Today, a variety of technologies surround us in our homes, offices, and even schools. Although, conflicting views are all around us regarding the use of media, when used wisely, technology and media can support learning and relationships. Such tools can bring about enjoyable and motivating experiences that can optimize our children’s potential.


Young children live in a world of interactive media and technology - Technology and interactive media are here to stay. The prevalence of technology and media in the lives of our children means they are spending more hours in front of and engaged with screens of all kinds, including televisions, computers, smartphones, tablets, handheld game devices, and game consoles (Common Sense Media, 2011). With guidance and the right usage, these various technological tools can be used to our advantage and harnessed for learning and crucial development. On the other hand, without guidance, inappropriate usage can interfere with learning and development.


Principles to Guide the Appropriate Use


Appropriate technology use balances and enhances the use of essential learning materials in the early childhood setting to be integrated as a part of daily routine (Anderson 2000). It should not replace activities such as creative expression and play, motor skills activity, outdoor experiences, and social interactions that are (equally) important for children’s development. Instead, these tools should be used to support learning and to expand their accessibility to new knowledge.

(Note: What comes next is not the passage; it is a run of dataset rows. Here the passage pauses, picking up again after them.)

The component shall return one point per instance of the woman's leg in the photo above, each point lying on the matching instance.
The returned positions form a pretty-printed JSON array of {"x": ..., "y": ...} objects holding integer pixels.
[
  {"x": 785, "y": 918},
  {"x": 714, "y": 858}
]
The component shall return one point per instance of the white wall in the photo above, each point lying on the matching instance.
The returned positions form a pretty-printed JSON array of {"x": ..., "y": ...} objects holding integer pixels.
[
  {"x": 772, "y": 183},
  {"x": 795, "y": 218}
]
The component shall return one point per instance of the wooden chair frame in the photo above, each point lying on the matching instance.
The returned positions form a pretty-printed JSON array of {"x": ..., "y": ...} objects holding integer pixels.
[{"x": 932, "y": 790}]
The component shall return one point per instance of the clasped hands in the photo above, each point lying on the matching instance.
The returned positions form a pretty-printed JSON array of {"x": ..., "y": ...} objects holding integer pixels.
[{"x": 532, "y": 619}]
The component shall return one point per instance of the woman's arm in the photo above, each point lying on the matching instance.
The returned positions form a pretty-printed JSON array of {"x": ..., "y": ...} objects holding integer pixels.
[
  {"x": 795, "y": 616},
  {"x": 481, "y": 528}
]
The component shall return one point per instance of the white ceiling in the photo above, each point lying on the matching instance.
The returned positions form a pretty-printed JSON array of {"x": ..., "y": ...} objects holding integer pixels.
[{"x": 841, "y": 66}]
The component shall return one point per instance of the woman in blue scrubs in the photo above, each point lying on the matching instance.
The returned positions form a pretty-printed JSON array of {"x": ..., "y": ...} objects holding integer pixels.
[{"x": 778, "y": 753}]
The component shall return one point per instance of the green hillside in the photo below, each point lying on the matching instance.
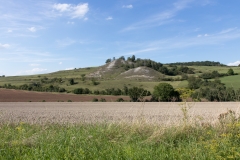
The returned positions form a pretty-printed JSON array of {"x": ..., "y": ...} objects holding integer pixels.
[{"x": 118, "y": 73}]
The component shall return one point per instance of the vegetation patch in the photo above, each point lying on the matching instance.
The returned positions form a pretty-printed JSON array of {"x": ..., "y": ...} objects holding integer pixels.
[{"x": 138, "y": 140}]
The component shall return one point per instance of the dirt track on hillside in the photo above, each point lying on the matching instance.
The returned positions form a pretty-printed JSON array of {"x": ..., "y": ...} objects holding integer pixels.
[
  {"x": 92, "y": 112},
  {"x": 10, "y": 95}
]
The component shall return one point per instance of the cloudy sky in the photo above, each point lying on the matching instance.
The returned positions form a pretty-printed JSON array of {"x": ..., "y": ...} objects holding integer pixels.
[{"x": 42, "y": 36}]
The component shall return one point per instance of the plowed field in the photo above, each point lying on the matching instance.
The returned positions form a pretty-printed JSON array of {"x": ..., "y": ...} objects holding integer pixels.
[{"x": 9, "y": 95}]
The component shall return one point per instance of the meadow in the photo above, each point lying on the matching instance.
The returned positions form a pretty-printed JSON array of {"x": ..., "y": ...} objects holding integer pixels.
[
  {"x": 189, "y": 131},
  {"x": 112, "y": 80}
]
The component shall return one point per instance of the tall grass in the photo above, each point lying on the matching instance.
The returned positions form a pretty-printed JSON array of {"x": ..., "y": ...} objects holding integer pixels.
[{"x": 135, "y": 140}]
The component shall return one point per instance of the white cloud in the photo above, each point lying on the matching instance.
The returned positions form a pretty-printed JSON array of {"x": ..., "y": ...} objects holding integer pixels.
[
  {"x": 128, "y": 6},
  {"x": 161, "y": 18},
  {"x": 80, "y": 10},
  {"x": 74, "y": 11},
  {"x": 109, "y": 18},
  {"x": 69, "y": 22},
  {"x": 228, "y": 30},
  {"x": 62, "y": 7},
  {"x": 4, "y": 46},
  {"x": 65, "y": 42},
  {"x": 33, "y": 71},
  {"x": 34, "y": 64},
  {"x": 32, "y": 29},
  {"x": 71, "y": 68},
  {"x": 234, "y": 63}
]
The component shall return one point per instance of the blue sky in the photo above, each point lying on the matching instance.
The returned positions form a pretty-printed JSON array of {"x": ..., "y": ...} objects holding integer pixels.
[{"x": 44, "y": 36}]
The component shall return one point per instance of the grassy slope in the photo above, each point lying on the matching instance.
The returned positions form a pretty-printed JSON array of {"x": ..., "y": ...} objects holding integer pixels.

Next, effective uses include these principles, it should be active, hands-on, engaging and gives the child control with provision of adaptive scaffolds to ease task accomplishment. For example, you can read a story to your child in traditional print and book form or even as an interactive e-book on an electronic device (e.g., Ipad) where the child gets to direct the activity/reading.


Benefits of Technology Use and Media



1) Resource for new activities: Media can help parents identify activities that promote children’s STEM learning or various other learning (e.g., craft work). For example, parents visited blogs like The Maker Mom for fun STEM project ideas, or Pinterest for fun craft activities.


2) Learn STEM concepts: You can use outlets such as YouTube to show your child videos of animals or situations new to them such as clams or natural phenomena like earthquakes.


3) Incorporate assistive technologies apt for children with special needs: For example, assistive technologies can provide text-to-speech (e.g., Kurzweil 3000), speech-to-text (e.g., Dragon Naturally Speaking), word prediction capabilities (e.g., WordQ), and graphic organizers (e.g., Inspiration).


4) Explore digital storytelling: You can create digital books with your child where they can even illustrate drawings and/or read along as the narrator.


5) Make digital audio or video files to document their progress: This not only helps provide good date filing but also allows us to witness the small wins and celebrate them as we go.


Media is not the enemy of learning but can be used to enhance young childrens understanding of the world around them. Use it wisely, use it well – bring a whole new world to your child’s learning experience.


Written by Joey.


References


Common Sense Media. 2011. Zero to Eight: Children’s Media Use in America. San Francisco: Author. www.commonsensemedia.org/ research/zero-eight-childrens-media-use-america


Anderson, G.T. 2000. “Computers in a Developmentally Appropriate Curriculum.” Young Children 55 (2): 90–93.